Crude oil's new bear market
Key points:
- Crude oil has dropped 20% from its 52-week high in fewer than 30 days
- Other quick reversals led to negative forward returns in oil, Energy stocks, and the Canadian dollar
- The ends of long bull runs also led to mostly negative returns in those markets
A new bear for a widely-watched market
After a plunge to start the week, crude oil bounced back quickly. Dean showed why that was likely just a dead-cat bounce, and already oil has plunged to new lows. The selling pressure was enough to push it more than 20% below its prior 52-week high, the first bear market in nearly a year.
It took crude oil only 24 days to cycle from a new high to a bear market. This is relatively quick but not totally out of bounds for such a hit-or-miss market. Since 1985, there have been 12 other times when oil cycled into a bear market in under 60 days, and it was not a good sign for future returns. Over the next 2 months, oil rebounded only a third of the time.

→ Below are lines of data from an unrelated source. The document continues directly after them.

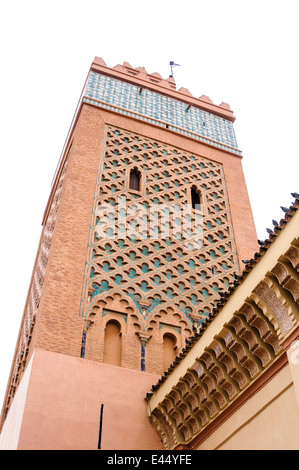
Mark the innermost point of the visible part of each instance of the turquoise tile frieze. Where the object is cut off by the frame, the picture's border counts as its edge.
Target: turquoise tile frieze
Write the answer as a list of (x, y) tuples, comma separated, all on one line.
[(122, 97)]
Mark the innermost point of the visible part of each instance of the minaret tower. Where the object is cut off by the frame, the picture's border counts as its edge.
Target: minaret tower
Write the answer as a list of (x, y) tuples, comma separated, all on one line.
[(147, 221)]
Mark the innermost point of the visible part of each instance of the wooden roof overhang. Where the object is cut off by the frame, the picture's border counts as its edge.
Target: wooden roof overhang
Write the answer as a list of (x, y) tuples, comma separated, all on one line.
[(239, 348)]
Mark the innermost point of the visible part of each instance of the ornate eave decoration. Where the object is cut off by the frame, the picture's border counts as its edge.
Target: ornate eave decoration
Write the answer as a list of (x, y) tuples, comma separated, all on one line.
[(239, 347)]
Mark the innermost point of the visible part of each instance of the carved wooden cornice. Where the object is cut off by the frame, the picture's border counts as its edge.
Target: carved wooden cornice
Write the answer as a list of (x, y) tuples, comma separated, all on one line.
[(240, 345)]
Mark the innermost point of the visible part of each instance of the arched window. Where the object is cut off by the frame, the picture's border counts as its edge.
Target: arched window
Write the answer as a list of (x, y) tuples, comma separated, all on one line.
[(135, 179), (169, 346), (195, 198), (112, 343)]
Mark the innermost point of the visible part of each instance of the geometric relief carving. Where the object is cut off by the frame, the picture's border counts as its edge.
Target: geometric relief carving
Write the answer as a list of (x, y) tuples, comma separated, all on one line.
[(244, 348), (150, 269)]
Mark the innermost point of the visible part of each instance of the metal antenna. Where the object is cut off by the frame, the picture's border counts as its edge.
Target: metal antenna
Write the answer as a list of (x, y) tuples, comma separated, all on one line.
[(172, 64)]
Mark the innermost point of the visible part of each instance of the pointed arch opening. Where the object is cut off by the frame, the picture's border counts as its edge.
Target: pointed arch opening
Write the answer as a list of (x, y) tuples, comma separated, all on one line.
[(112, 343), (169, 349), (196, 199), (135, 179)]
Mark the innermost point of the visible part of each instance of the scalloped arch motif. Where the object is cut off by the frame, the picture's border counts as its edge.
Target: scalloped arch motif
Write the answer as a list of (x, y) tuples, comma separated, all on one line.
[(158, 272)]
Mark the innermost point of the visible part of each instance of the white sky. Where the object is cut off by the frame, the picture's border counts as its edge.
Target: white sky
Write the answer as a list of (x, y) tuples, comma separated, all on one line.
[(238, 51)]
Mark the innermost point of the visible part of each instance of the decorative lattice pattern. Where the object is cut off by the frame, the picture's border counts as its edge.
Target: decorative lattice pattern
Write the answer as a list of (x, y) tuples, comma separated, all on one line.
[(158, 271)]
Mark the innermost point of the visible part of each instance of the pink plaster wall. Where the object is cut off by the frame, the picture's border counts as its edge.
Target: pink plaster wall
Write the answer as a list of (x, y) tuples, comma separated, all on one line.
[(63, 403)]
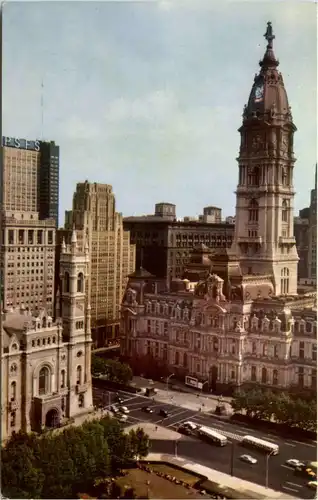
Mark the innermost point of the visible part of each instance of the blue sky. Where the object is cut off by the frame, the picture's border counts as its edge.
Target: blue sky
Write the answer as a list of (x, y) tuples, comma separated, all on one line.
[(148, 96)]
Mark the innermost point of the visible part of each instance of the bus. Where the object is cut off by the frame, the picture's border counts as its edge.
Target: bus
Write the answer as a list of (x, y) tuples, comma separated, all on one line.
[(211, 435), (261, 444)]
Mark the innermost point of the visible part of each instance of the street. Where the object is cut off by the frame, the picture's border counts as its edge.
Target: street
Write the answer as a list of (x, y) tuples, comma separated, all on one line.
[(280, 476)]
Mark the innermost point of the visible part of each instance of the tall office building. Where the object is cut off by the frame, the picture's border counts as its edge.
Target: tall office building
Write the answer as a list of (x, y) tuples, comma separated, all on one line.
[(30, 177), (305, 226), (29, 215), (112, 257), (312, 250)]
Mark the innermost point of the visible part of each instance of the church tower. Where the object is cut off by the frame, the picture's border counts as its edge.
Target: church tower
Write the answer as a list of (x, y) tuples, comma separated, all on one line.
[(75, 314), (264, 239)]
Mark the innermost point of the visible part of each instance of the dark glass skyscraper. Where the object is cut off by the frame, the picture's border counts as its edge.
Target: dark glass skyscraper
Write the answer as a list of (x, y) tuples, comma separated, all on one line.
[(48, 186)]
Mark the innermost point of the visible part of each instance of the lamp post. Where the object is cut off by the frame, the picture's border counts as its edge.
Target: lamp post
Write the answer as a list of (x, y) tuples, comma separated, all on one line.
[(168, 378), (232, 458), (267, 466), (206, 382), (176, 448)]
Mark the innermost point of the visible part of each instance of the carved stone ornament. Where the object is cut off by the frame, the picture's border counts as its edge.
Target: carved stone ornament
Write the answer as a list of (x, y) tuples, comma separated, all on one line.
[(257, 143)]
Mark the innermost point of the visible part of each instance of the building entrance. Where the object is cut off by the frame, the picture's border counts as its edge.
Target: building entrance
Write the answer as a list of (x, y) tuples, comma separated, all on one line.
[(52, 418)]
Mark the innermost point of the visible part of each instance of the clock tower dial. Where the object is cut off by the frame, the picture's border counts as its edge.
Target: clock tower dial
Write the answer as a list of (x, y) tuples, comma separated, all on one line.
[(259, 92)]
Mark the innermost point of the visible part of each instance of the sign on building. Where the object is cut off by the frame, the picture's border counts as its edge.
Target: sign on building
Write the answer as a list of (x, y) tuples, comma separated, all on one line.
[(193, 382)]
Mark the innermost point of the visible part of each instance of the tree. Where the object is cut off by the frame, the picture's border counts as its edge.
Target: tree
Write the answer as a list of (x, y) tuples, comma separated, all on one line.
[(21, 475), (99, 366), (113, 369), (139, 443)]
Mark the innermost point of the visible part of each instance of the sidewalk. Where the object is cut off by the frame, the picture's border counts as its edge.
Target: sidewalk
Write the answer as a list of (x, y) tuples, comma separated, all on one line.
[(223, 480), (188, 400)]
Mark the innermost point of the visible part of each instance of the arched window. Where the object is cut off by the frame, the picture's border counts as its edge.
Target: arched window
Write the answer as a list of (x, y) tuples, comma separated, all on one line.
[(185, 360), (253, 176), (62, 379), (264, 375), (177, 358), (44, 380), (284, 281), (285, 211), (66, 282), (79, 375), (253, 374), (80, 283), (275, 377), (253, 211), (13, 392)]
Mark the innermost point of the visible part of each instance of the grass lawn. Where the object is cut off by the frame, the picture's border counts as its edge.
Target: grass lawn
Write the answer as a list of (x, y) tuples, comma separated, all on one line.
[(158, 487), (182, 475)]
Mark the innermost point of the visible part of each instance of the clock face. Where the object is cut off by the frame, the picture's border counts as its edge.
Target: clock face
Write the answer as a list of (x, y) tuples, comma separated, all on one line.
[(259, 92)]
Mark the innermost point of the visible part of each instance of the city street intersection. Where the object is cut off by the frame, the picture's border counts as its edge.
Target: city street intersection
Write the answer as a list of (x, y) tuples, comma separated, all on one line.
[(281, 477)]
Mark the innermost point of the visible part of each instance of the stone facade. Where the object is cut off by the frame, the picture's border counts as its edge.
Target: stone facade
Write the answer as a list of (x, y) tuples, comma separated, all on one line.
[(200, 332), (45, 364), (237, 317)]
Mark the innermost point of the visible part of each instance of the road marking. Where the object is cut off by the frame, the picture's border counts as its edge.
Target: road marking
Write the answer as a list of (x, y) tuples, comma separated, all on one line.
[(290, 489), (303, 444), (293, 484)]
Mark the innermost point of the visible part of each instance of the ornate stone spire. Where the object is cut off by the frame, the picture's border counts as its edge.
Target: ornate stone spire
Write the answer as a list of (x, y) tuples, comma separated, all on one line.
[(269, 59)]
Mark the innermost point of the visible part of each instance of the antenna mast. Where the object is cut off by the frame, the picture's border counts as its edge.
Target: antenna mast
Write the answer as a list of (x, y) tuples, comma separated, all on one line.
[(42, 109)]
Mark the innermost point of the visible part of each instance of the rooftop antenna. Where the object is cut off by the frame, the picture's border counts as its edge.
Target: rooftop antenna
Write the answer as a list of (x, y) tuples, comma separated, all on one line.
[(42, 109)]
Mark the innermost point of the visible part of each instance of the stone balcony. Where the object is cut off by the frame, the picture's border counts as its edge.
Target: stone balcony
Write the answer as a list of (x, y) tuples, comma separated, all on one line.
[(284, 240), (250, 239), (80, 388), (13, 405)]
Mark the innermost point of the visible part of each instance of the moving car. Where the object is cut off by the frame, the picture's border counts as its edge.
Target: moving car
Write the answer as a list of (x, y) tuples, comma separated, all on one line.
[(147, 409), (122, 418), (190, 425), (248, 459), (123, 409), (187, 428), (163, 413), (312, 485), (294, 462)]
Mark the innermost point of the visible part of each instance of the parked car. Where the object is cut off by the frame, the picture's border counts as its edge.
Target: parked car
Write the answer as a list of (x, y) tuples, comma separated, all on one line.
[(312, 485), (248, 459), (190, 425), (122, 418), (147, 409), (294, 462), (163, 413), (123, 409)]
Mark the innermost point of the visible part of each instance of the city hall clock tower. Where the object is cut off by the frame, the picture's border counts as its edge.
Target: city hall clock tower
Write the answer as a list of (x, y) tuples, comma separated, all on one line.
[(264, 241)]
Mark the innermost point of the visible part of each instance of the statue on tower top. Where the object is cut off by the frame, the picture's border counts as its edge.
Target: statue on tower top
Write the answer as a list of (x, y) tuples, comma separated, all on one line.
[(269, 34)]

There is not a perfect correlation between crude oil and the price of Energy stocks. Even so, these new bear markets in oil were not all that great of a sign for the sector, even when using total return, which includes sometimes-hefty dividend payouts.
According to Bloomberg, the currency with the most significant 60-day correlation to crude oil is the Canadian dollar. So, it's not too surprising that currency had trouble holding any gains.
The end of a long bull run
This week's drop also ended nearly a year-long bull run in oil. It had been 228 days since oil was more than 20% below a 52-week high, ending one of the longer positive streaks in the history of the futures contract.
The ends of long periods without a bear market were even worse for oil prices going forward. Over the next 2 months, oil lost ground after 11 out of 14 signals.
These weren't as bad for the stocks that depend primarily on oil and its after products.
Again, though, the loonie did not do well after these signals.
What the research tells us...
Like small-cap stocks, crude oil has suffered a quick reversal from a recent new high. This market is subject to all kinds of structural, geopolitical, and environmental factors that can impact historical comparisons instantly. But if we rely on the general patterns, then quick reversals from a peak, and the ends of long bull runs, have consistently led to poor medium-term returns. This also had a modest negative influence on Energy sector stocks and an enormous negative impact on currencies like the Canadian dollar.